Enrico Ceci Antichità (stand 25)
Eternità del classico
Il notevolissimo dipinto di Vincenzo Camuccini (1771-1844) raffigurante Orazio Coclite stupisce per il perfetto controllo del disegno e le tinte fredde e glaciali. Commissionato da Manuel Godoy tra il 1813 e il 1815 è stato riscoperto solo di recente. Lì vicino c’è anche una testa espressiva di Mariano Fortuny realizzata da Vincenzo Gemito intorno al 1880.
Antonacci Lapiccirella Fine Art (stand 24)
Una casa per la vita
Una cascata di placche, placchette e micromosaici arreda una parete con materiali preziosi: lapislazzuli, diaspri, alabastri, ecc. È una parete che si poteva realizzare in tanti modi ma qui si sente la perfezione raggiunta grazie all’esperienza. Un’idea di casa per la vita.
Brun Fine Art (stand 3)
Attrazione fatale
Quadri, quadri e ancora quadri. Gli amanti del minimalismo qui si sentiranno malncare, tutti gli altri godranno come dei ricci. L’idea di arredare la parete principale con un Giovanni Baglione al centro, affiancato da due piccoli Simon Vouet e uno smagliante «Padre eterno» del Cavalier d’Arpino alla sommità è folle e geniale allo stesso tempo. Quest’ultimo dipinto è da immaginare come un cucù che si è affacciato dall’orologio.
Porcini (stand 26)
Bellezza in tre dimensioni
Una straordinaria varietà di materiali e di epoche, tenuti insieme da un livello di qualità altissimo. Si rimane a bocca aperta davanti al «Chinois» in terracotta di Carpeaux del 1868, per non parlare della «Madonna con il Bambino» in bronzo di Alessandro Algardi. E l’«Allegoria della Vittoria» di Leonardo Bistolfi del 1923? Chapeau!

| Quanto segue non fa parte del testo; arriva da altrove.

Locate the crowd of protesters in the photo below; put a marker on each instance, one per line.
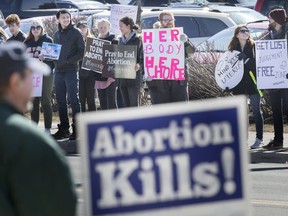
(80, 85)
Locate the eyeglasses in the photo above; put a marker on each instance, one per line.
(168, 20)
(35, 27)
(244, 31)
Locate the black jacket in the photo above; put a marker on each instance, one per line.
(34, 48)
(72, 49)
(246, 85)
(19, 37)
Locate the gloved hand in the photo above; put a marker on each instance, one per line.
(242, 56)
(183, 38)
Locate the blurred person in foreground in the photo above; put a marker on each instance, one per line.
(243, 43)
(13, 23)
(34, 43)
(278, 97)
(34, 175)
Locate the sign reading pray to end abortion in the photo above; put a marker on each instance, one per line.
(188, 160)
(229, 70)
(271, 64)
(163, 54)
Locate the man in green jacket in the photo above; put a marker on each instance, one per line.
(34, 175)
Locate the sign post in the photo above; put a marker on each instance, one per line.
(188, 160)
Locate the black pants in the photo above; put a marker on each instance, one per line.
(87, 93)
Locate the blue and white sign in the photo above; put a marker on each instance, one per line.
(187, 159)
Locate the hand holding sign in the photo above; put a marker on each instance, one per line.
(229, 69)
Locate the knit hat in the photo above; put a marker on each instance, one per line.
(278, 15)
(36, 22)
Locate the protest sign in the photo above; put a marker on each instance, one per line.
(163, 54)
(92, 59)
(188, 160)
(51, 50)
(271, 64)
(119, 61)
(118, 12)
(229, 70)
(37, 84)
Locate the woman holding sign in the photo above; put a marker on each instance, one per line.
(243, 43)
(130, 88)
(106, 87)
(34, 44)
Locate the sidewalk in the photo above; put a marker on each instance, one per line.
(257, 156)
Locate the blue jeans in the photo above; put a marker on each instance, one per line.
(279, 104)
(67, 83)
(257, 114)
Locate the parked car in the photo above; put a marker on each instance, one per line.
(198, 25)
(35, 8)
(265, 6)
(210, 50)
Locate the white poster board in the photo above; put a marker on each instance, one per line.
(164, 54)
(229, 70)
(271, 64)
(188, 160)
(37, 84)
(118, 12)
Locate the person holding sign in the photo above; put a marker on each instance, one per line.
(106, 87)
(167, 91)
(86, 77)
(67, 72)
(278, 97)
(243, 43)
(130, 88)
(35, 175)
(34, 43)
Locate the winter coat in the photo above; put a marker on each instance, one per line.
(72, 49)
(34, 48)
(246, 85)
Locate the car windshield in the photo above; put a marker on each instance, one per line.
(220, 41)
(241, 17)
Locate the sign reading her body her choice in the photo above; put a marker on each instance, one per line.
(118, 12)
(163, 54)
(271, 64)
(93, 55)
(229, 70)
(187, 160)
(37, 84)
(51, 50)
(119, 61)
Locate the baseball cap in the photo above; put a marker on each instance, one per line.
(13, 57)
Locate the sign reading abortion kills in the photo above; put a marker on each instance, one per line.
(229, 70)
(93, 54)
(119, 61)
(271, 64)
(163, 54)
(188, 160)
(37, 84)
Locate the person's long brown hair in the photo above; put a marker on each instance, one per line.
(235, 41)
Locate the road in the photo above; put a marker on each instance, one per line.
(269, 187)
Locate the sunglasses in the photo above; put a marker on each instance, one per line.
(244, 31)
(35, 27)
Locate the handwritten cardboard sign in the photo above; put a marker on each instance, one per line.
(163, 54)
(93, 55)
(229, 70)
(187, 160)
(271, 64)
(119, 61)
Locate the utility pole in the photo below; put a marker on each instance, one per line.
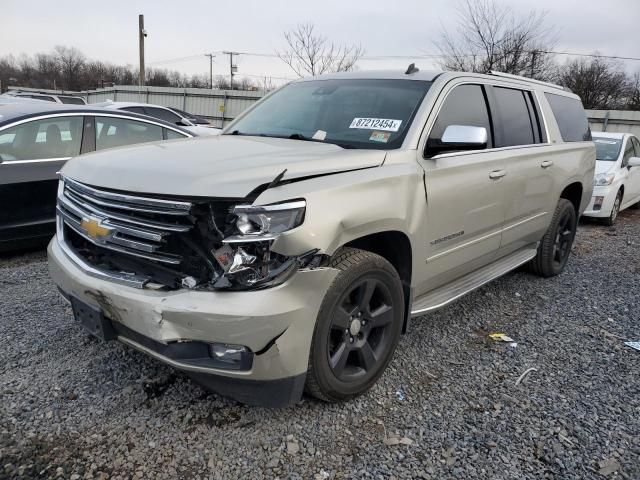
(142, 33)
(533, 62)
(211, 57)
(232, 68)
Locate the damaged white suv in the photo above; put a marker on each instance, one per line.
(289, 253)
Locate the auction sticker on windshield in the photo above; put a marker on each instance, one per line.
(386, 124)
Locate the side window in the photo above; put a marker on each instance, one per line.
(115, 132)
(636, 146)
(516, 125)
(571, 118)
(162, 114)
(465, 105)
(172, 134)
(42, 139)
(628, 153)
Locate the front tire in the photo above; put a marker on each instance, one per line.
(358, 326)
(555, 246)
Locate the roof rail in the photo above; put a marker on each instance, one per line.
(525, 79)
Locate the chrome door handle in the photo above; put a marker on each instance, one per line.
(496, 174)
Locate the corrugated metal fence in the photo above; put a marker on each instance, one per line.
(220, 106)
(614, 121)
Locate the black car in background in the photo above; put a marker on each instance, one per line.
(36, 139)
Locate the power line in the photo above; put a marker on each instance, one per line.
(407, 57)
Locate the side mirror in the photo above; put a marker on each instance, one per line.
(459, 137)
(634, 162)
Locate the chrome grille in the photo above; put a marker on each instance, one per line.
(129, 224)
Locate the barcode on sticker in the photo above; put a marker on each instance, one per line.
(386, 124)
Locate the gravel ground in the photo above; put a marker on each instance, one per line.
(448, 406)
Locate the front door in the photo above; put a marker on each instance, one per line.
(465, 193)
(31, 154)
(632, 193)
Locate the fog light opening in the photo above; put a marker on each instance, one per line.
(231, 357)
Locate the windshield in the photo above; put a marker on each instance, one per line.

Scultura Italiana di Dario Mottola (stand 31)
La coppia più bella del mondo
A mio giudizio lo stand più bello, nato dall’unione di due forze della natura. Moderno e contemporaneo si fondono magistralmente e il «San Sebastiano» di Luigi Ontani (più che vivo) dialoga con il medaglione in terracotta di Giuseppe Giorgetti (documentato dal 1668 al 1679) che ritrae l’immortale Gian Lorenzo Bernini. Solo noi che ci specchiamo nell’opera di Michelangelo Pistoletto rischiamo di essere transeunti.
Carlo Orsi (stand 28) e Gian Enzo Sperone (stand 29)
Non c’è niente da ridere
Un «Antinoo» di pezza dell’artista spagnolo Sergio Roger (nato nel 1982) sembra volerci prendere in giro, ma è solo un’impressione. In realtà c’è poco da scherzare di fronte ai due magnifici Francesco Guardi (1712-1793) che raffigurano la «Partenza» e il «Ritorno del Bucintoro», opere che non sfigurerebbero in nessun museo al mondo. E il finissimo «Autoritratto» di Giuseppe Maria Bonzanigo? E lo straordinario mobile di Pietro Piffetti?
Robilant + Voena e Burzio (stand 35)
Potenza totemica
Cosa ci fa un totem di Mirko Basaldella (1910-1969), intitolato «The palm», vicino a un marmo romano di Vespasiano (montato su un busto rinascimentale) e a un ritratto seicentesco di San Carlo Borromeo? Grazie a Basaldella si trasformano tutti e tre in totem, oggetti magici che continuano a esercitare in modo ipnotico la nostra concentrata attenzione.